Configuring Lucene Analyzer
Depending on the language used in the documents and properties, you have obtain better search results configuring a proper Lucene Analyzer.
By default, OpenKM use the org.apache.lucene.analysis.standard.StandardAnalyzer which works fine with English and most languages, but you can get better search results configuring more specific analyzer for you language.
Some analyzers:
- org.apache.lucene.analysis.en.EnglishAnalyzer
- org.apache.lucene.analysis.es.SpanishAnalyzer
- org.apache.lucene.analysis.fr.FrenchAnalyzer
- org.apache.lucene.analysis.it.ItalianAnalyzer
- org.apache.lucene.analysis.de.GermanAnalyzer
- org.apache.lucene.analysis.el.GreekAnalyzer
- org.apache.lucene.analysis.hi.HindiAnalyzer
More information at:
If you are working with oriental languages like Chinese or Japanese you have several analyzers to use. Read Lucene documentation. You can also try ik-analyzer
If you want only a white space tokenized analyzer can try with this one WhitespaceAnalyzer.
If you have not configured the search analyzer before the first time you start OpenKM, then Lucene indexed will be created using this default analyzer.
If you want to change this configuration property after the OpenKM repository has been created you need to Rebuild Lucene Indexes.

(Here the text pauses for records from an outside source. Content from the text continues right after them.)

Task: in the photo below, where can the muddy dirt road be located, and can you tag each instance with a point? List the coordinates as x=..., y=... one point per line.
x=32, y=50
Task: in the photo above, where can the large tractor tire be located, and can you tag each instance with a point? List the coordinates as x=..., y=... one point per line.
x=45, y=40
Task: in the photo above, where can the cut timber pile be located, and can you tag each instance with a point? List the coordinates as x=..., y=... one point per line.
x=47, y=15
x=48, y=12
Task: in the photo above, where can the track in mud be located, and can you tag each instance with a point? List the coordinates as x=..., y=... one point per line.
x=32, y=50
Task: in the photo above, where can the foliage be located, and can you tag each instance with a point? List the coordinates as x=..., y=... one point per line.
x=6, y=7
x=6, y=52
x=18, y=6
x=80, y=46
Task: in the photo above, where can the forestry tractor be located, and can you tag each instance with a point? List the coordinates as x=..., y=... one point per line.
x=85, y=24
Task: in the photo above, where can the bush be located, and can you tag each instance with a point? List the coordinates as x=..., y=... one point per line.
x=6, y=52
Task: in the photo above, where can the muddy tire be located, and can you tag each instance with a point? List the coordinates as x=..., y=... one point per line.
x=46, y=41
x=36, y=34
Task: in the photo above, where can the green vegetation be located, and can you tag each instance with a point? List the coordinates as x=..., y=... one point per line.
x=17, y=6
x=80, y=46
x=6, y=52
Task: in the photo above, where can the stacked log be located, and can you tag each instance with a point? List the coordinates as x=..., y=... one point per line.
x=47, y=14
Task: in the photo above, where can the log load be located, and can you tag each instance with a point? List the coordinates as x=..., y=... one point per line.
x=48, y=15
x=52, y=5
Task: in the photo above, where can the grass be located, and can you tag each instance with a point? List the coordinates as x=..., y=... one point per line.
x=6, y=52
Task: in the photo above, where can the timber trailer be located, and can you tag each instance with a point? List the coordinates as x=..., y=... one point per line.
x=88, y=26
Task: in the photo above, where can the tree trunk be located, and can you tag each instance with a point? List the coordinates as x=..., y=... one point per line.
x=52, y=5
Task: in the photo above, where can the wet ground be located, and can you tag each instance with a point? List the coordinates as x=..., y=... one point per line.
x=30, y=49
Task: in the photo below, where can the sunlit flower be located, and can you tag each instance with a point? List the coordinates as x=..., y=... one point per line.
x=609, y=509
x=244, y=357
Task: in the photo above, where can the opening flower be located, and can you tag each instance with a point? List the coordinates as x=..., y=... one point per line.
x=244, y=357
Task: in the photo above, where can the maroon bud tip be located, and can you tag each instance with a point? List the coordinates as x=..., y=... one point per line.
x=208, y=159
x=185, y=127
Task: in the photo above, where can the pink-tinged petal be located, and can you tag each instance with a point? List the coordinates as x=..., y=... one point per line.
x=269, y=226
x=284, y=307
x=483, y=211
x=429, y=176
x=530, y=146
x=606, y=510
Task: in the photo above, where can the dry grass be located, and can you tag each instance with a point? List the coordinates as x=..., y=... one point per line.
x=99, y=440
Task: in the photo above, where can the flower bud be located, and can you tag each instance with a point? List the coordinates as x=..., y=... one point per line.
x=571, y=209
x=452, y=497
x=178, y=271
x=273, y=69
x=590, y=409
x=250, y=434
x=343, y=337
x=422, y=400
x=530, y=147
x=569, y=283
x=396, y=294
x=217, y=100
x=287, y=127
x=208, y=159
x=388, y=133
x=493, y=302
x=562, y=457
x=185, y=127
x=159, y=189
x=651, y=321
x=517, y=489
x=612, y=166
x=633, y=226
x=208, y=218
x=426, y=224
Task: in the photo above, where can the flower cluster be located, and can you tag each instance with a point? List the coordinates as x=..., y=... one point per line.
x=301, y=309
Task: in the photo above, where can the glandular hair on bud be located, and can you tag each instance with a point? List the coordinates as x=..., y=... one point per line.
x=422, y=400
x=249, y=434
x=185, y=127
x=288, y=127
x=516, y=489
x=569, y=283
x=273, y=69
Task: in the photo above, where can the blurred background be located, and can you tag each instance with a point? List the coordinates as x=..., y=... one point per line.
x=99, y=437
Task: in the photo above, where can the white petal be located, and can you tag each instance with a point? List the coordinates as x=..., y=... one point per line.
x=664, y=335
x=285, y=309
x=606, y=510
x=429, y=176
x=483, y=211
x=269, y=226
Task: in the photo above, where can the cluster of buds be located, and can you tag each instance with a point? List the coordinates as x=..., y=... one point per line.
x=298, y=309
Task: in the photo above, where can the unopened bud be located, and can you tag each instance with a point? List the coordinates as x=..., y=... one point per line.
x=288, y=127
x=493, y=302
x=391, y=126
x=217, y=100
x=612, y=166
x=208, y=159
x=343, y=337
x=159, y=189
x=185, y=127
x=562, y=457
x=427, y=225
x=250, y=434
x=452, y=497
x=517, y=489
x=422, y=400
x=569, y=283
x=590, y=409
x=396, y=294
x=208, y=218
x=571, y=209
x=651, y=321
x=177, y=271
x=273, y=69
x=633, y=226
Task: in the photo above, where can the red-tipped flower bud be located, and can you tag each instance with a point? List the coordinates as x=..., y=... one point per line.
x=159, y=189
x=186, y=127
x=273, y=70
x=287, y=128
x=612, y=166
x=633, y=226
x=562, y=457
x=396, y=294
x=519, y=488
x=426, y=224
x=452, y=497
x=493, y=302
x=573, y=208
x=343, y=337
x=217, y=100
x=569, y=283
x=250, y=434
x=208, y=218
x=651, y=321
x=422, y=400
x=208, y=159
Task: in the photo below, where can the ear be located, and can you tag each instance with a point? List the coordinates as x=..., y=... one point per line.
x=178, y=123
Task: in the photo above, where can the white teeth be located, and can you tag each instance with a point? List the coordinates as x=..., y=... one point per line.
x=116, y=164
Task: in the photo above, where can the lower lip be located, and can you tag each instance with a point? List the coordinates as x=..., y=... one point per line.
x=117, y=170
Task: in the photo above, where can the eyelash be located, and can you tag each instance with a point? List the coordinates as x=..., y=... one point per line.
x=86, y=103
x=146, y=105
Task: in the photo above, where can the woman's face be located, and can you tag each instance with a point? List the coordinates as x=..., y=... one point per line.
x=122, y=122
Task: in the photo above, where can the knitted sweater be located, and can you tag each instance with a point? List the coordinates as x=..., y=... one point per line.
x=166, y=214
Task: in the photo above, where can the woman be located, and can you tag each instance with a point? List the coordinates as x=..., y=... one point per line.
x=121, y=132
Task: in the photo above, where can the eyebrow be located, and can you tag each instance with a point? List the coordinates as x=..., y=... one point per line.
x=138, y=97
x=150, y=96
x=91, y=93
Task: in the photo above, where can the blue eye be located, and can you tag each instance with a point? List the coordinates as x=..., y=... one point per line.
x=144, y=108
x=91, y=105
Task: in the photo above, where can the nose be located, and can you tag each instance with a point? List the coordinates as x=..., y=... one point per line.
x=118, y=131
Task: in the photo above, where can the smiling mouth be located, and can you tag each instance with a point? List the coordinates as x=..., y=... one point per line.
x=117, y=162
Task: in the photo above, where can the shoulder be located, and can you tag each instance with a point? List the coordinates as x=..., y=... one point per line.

Once the operation has been completed, the Lucene indexes will be using the new analyzer.
For more information take a look at Rebuild indexes.
Configure an Analyzer
Edit the $TOMCAT_HOME/OpenKM.cfg file and add the line:
hibernate.search.analyzer=org.apache.lucene.analysis.es.SpanishAnalyzer
The changes will take effect after restarting the application.